Sunday, August 21, 2005

A Peculiar Crusade

I need your help with a campaign. My recent medical adventures have ignited a small new passion: to get some kind of anesthesia made available for a very painful exam that lots of women have to go through. My informal poll shows that half my pals have been there at least once.

Like being stabbed, an endometrial biopsy is fairly quick but hurts like hell. A friend who has gone through childbirth twice said this test was the worst pain she'd ever felt. And it's routinely done (at least in my town) with no painkiller of any sort.

Here's what I'm asking: suggest to any gynecologist you know that they offer some kind of numbing of mind or body for this procedure. (To men who've read this far: tell any chum of yours who's in this line of work.) A doc who starting doing this would be a sure superhero of mythic proportion. Women would probably fly from all parts of the continent just to have this test.

I've already talked to my doctor though as of Wednesday I won't have the parts for this kind of exam. And let me say, I'm not one who is angry with the medical profession. Quite the reverse. I'm permanently grateful to my doctors and others for the treatment I and several loved ones have had.
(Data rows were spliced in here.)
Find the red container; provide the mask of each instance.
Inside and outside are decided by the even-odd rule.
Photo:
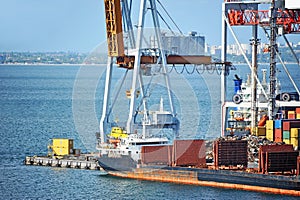
[[[173,164],[175,166],[204,166],[204,140],[175,140],[173,145]]]
[[[290,128],[300,128],[300,120],[291,121],[290,124]]]
[[[284,121],[283,124],[282,124],[282,130],[289,131],[290,128],[291,128],[290,122],[289,121]]]
[[[274,132],[275,142],[282,142],[282,130],[276,128]]]
[[[215,167],[248,165],[247,141],[215,141]]]
[[[295,111],[288,111],[288,119],[296,119]]]
[[[167,146],[143,146],[142,163],[171,165],[172,163],[172,145]]]

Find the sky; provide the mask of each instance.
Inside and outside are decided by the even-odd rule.
[[[221,44],[223,0],[160,1],[184,33]],[[0,51],[89,52],[106,39],[103,0],[0,0],[0,7]],[[250,33],[241,30],[248,43]]]

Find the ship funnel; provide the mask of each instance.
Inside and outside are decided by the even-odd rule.
[[[234,75],[235,76],[235,79],[233,80],[234,81],[234,94],[237,94],[237,92],[239,90],[241,90],[241,85],[242,85],[242,81],[243,79],[240,79],[240,77],[238,77],[238,75]]]

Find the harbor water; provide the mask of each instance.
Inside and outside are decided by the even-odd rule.
[[[95,133],[99,130],[97,123],[102,109],[104,69],[97,65],[0,66],[0,199],[297,199],[256,192],[121,179],[94,170],[24,165],[26,156],[46,155],[51,138],[72,138],[76,149],[82,149],[83,152],[95,150]],[[247,70],[241,66],[230,75],[228,81],[233,80],[234,73],[245,76]],[[294,67],[293,70],[298,69]],[[194,92],[198,96],[201,91],[197,89],[201,85],[198,82],[199,76],[184,76],[188,77],[186,79],[191,87],[196,88]],[[297,83],[300,82],[299,73],[295,79]],[[115,77],[113,82],[118,80]],[[284,85],[288,81],[281,83]],[[234,83],[229,85],[233,91]],[[172,86],[176,87],[176,83]],[[160,96],[157,95],[157,104]],[[186,98],[188,100],[190,96]],[[197,98],[199,105],[212,104]],[[201,113],[211,111],[204,110]],[[182,114],[181,117],[186,116]],[[199,119],[202,119],[201,116]],[[203,120],[195,132],[205,132],[205,123]],[[184,137],[205,139],[217,134],[206,132]]]

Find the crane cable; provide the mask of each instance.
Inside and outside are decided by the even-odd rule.
[[[164,12],[167,14],[167,16],[170,18],[170,20],[172,21],[172,23],[174,24],[174,26],[177,28],[177,30],[179,31],[179,33],[181,35],[183,35],[182,31],[180,30],[180,28],[177,26],[177,24],[175,23],[175,21],[173,20],[173,18],[171,17],[171,15],[169,14],[169,12],[166,10],[166,8],[163,6],[163,4],[160,2],[160,0],[157,0],[157,2],[159,3],[159,5],[162,7],[162,9],[164,10]]]

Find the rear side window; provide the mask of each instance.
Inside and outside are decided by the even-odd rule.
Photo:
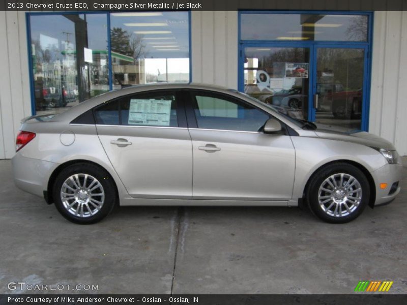
[[[95,110],[96,124],[178,127],[173,92],[152,92],[121,98]]]
[[[198,128],[258,131],[270,116],[242,101],[216,94],[195,95]]]

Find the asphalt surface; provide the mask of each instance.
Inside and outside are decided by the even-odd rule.
[[[363,280],[407,293],[407,168],[395,201],[345,225],[298,208],[126,207],[81,226],[11,176],[0,161],[0,294],[347,294]]]

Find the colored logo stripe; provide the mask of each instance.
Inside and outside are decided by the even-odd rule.
[[[379,291],[388,291],[393,283],[393,282],[392,281],[384,281],[383,282],[381,281],[360,281],[358,285],[356,285],[355,291],[358,292],[374,292],[377,291],[377,289],[379,289]],[[381,284],[382,285],[381,285]]]
[[[379,291],[388,291],[391,285],[393,285],[393,281],[385,281],[383,282],[383,284],[382,284],[382,286],[380,286],[380,288],[379,289]]]

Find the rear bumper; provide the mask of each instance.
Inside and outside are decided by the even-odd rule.
[[[401,163],[386,164],[372,173],[376,187],[375,206],[390,202],[400,193],[402,169]],[[396,182],[398,182],[397,188],[395,190],[391,190],[392,186]],[[380,184],[382,183],[387,184],[385,189],[380,188]]]
[[[43,197],[50,173],[56,163],[26,158],[17,153],[11,159],[14,182],[17,187],[31,194]]]

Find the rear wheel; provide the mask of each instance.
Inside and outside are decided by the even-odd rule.
[[[88,164],[64,169],[53,188],[56,208],[64,217],[78,224],[97,222],[114,206],[115,188],[107,172]]]
[[[347,163],[328,165],[311,177],[307,200],[312,212],[331,223],[357,218],[369,202],[370,188],[364,174]]]

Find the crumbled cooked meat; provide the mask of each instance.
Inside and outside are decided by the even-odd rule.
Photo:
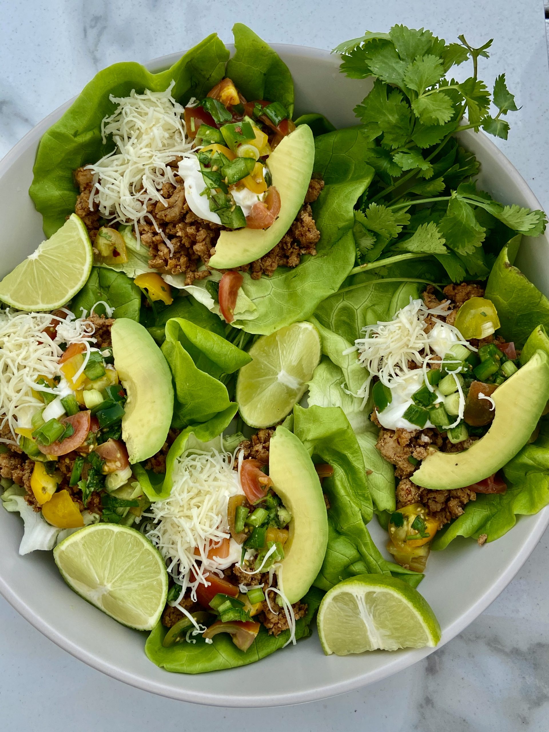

But I'd feel like a passive sheep if, feeling strongly as I do just now, I didn't speak up about this unnecessary pain.

2 comments:

Anonymous said...

Will do my part to crusade on behalf of all women enduring this procedure...

I have a needle phobia and thus any kind of procedure that involves needles brings on huge stress for me, particularly if it involves IV needles, as my veins are incredibly difficult to thread.

After several horrific episodes in OR's where they were prepared for surgery but I was wide awake b/c they couldn't get an IV started, I learned that they could use lidocaine spray on the skin as well as something to help me calm down.

After those episodes I also went for the sedation dental work b/c I didn't feel I had any "suck it up and be strong" energy left for those kinds of things.

I have been on similar crusades about other painful medical procedural issues - circumcision being a big one.

I have learned to question all medical professionals when they announce I (or my children) will need a procedure: how painful is it? and if they say "not very," I ask: have you had it done?

There is absolutely no reason any of us should feel pain during medical procedures when there are alternatives.

Anonymous said...

Wow, Billie! I like your enthusiasm, and seriousness.